WARNING: This post contains video that may upset or offend.
The endless drip of information from Jussie Smollett’s unsealed criminal case file took a harsh turn Monday with new video dropped by the Chicago Police department.
Among the nearly 70 hours of footage, one particular jarring video stands out of the scene inside’s the Empire star’s upscale Windy City apartment soon after the alleged “hate crime” attack against the actor in the early morning of January 29.
As shown in a Twitter post below by a reporter from ABC’s Chicago affiliate, Smollet is depicted on the CPD body cam with the rope used in the now disputed assault still around his neck.
“Wanna take it off?” the cop asks, with Smollett replying that the people who attacked put it on him and he wanted the police to see it before he removed it. Soon afterwards, a member of Smollett’s management team requests that the body cam be turned off, as it is.
The tactically released video comes just days after a state judge recommended that a special prosecutor be appointed in the Smollett case, which saw all charges against the actor disappear in a D.A. deal in late March. The Chicago Police had promised on May 30 that “pertinent video files” would be made public sooner or later.
After the actor initially attracted widespread sympathy for being subjected to a racial and homophobic attack, Cook County prosecutors eventually charged Smollett with 16 felony counts of disorderly conduct for allegedly filing a false police report. The actor maintained his innocence and pleaded not guilty. In a seemingly sudden move March 26, the state’s attorney’s office dropped the charges and sealed the case after Smollett agreed to forfeit his $10,000 bail and perform community service.
In the closing days of Mayor Rahm Emanuel’s regime, the city sued Smollett in civil court to recover more than $130,000 it allegedly spent in police overtime hours investigating the case.

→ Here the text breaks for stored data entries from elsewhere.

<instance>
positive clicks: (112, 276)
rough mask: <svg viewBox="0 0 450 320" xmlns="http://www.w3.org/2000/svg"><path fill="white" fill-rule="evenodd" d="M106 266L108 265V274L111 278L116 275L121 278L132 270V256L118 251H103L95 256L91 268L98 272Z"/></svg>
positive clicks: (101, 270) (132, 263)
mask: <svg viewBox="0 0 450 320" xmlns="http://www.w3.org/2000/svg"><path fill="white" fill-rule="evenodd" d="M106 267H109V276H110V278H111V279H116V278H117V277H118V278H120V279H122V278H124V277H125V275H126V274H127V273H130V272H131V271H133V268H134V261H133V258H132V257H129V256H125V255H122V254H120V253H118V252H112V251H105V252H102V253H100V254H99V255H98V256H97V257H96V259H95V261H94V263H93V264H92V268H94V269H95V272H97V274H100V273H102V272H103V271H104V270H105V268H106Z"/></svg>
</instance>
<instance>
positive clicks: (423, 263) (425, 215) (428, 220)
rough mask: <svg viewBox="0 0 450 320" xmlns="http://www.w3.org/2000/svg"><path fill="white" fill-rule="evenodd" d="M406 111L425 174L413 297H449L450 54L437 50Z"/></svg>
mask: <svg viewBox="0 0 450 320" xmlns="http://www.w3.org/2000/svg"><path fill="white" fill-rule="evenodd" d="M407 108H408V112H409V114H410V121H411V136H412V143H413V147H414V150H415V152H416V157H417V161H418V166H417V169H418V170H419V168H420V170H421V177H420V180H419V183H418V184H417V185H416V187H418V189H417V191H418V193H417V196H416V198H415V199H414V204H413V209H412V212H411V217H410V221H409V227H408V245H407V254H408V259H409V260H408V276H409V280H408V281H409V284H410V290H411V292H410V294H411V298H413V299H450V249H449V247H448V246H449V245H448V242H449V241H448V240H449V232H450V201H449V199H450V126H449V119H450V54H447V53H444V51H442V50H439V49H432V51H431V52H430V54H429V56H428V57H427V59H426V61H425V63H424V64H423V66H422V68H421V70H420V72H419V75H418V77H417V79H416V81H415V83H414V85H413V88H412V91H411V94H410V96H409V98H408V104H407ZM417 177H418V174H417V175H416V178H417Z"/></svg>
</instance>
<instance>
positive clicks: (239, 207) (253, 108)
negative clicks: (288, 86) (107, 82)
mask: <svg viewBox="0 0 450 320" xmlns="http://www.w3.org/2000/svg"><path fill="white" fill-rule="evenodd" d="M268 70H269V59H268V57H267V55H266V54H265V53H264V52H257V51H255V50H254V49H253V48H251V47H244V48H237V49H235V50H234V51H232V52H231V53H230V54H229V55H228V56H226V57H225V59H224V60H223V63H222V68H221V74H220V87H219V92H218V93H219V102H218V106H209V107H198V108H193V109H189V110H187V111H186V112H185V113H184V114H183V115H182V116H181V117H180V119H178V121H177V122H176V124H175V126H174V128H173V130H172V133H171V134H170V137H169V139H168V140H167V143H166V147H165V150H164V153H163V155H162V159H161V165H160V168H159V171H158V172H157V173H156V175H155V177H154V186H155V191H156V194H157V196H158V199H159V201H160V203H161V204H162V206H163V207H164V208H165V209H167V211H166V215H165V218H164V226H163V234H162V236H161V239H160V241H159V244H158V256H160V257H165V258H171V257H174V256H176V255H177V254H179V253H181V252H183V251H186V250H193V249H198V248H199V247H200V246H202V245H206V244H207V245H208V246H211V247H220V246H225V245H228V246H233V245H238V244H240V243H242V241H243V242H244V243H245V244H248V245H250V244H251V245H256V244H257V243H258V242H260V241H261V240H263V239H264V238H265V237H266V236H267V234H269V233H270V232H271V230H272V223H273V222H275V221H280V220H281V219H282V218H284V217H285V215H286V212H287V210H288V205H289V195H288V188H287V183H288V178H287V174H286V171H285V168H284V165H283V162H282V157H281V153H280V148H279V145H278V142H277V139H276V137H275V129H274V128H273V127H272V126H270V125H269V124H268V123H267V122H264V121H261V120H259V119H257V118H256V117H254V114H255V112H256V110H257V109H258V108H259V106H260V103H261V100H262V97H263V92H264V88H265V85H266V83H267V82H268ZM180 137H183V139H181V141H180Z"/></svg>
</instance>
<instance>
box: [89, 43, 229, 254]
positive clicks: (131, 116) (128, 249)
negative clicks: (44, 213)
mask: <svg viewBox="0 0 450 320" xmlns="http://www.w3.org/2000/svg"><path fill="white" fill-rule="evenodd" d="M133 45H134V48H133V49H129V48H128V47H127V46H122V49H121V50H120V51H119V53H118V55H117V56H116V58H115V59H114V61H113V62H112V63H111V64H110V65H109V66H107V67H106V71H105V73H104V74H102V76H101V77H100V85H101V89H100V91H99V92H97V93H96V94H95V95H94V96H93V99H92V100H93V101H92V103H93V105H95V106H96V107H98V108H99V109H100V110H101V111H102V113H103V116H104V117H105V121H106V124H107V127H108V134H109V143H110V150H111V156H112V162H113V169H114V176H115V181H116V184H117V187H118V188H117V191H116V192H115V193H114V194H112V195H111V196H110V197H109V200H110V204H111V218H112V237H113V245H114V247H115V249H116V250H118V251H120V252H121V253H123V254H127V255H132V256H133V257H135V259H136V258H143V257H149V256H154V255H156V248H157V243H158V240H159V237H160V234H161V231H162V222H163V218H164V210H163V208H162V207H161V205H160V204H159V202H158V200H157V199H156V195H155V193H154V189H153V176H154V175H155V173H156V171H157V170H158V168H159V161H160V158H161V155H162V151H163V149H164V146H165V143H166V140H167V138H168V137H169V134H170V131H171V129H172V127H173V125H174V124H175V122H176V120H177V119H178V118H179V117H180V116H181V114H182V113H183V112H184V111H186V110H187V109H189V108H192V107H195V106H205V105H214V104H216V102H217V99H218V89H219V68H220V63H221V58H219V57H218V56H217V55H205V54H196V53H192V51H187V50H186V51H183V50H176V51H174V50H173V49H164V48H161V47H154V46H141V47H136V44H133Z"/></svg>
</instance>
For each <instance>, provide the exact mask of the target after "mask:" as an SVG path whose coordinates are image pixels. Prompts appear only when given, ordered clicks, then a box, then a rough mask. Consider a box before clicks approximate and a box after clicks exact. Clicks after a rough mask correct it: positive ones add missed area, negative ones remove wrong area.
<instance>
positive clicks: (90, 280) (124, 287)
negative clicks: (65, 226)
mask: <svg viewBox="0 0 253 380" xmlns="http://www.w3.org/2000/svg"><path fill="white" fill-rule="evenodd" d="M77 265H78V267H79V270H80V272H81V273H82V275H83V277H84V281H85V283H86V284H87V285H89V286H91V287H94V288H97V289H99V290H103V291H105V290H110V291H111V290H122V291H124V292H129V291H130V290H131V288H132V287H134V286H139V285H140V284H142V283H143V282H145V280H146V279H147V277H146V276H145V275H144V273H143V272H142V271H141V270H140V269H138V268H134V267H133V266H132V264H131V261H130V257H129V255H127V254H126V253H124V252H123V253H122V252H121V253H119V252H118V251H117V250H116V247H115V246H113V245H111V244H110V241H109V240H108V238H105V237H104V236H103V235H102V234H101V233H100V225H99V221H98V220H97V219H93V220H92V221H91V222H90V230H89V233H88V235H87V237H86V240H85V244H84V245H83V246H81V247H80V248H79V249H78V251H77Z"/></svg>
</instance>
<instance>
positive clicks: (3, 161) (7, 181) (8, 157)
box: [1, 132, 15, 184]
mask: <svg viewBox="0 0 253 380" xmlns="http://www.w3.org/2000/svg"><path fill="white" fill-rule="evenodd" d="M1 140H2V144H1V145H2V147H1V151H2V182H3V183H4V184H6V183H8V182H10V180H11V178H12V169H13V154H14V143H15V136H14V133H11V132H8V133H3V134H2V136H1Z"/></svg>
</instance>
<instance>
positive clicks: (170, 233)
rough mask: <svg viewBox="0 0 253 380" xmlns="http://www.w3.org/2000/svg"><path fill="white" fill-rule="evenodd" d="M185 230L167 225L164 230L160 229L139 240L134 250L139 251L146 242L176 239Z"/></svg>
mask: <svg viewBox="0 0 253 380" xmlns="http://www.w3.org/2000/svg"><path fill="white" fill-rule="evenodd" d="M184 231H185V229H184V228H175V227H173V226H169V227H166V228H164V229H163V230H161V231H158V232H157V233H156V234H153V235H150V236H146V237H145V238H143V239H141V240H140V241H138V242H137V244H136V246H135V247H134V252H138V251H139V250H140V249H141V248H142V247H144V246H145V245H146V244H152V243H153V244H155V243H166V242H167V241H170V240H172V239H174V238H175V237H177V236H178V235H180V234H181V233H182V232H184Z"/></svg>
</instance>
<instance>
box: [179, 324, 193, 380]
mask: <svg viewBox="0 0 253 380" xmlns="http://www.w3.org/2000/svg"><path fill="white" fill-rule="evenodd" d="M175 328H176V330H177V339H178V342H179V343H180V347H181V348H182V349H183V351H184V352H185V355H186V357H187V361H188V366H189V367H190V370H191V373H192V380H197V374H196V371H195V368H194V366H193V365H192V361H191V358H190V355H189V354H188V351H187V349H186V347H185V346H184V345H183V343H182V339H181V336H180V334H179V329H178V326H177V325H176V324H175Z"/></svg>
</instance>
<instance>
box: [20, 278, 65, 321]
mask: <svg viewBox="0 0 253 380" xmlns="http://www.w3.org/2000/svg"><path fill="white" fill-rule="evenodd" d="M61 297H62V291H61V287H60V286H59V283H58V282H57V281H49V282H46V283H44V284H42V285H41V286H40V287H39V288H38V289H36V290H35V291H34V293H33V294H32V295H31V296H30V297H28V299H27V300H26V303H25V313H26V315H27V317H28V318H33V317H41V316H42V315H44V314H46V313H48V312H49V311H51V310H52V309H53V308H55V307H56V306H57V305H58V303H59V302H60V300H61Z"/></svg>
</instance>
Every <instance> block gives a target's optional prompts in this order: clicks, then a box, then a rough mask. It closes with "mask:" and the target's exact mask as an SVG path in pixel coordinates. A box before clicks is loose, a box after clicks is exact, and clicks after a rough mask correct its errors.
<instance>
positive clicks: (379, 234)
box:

That case is still ongoing, as is a defamation lawsuit against some of Smollett’s legal team by brothers Ola and Abel Osundairo, whom Chicago police said were paid by the actor to plan and coordinate the alleged fake assault on that cold Chicago early morning in January.
Another video the CPD released today shows the O’Hare arrest of Abel Osundairo as he returned from a trip to Nigeria earlier this year.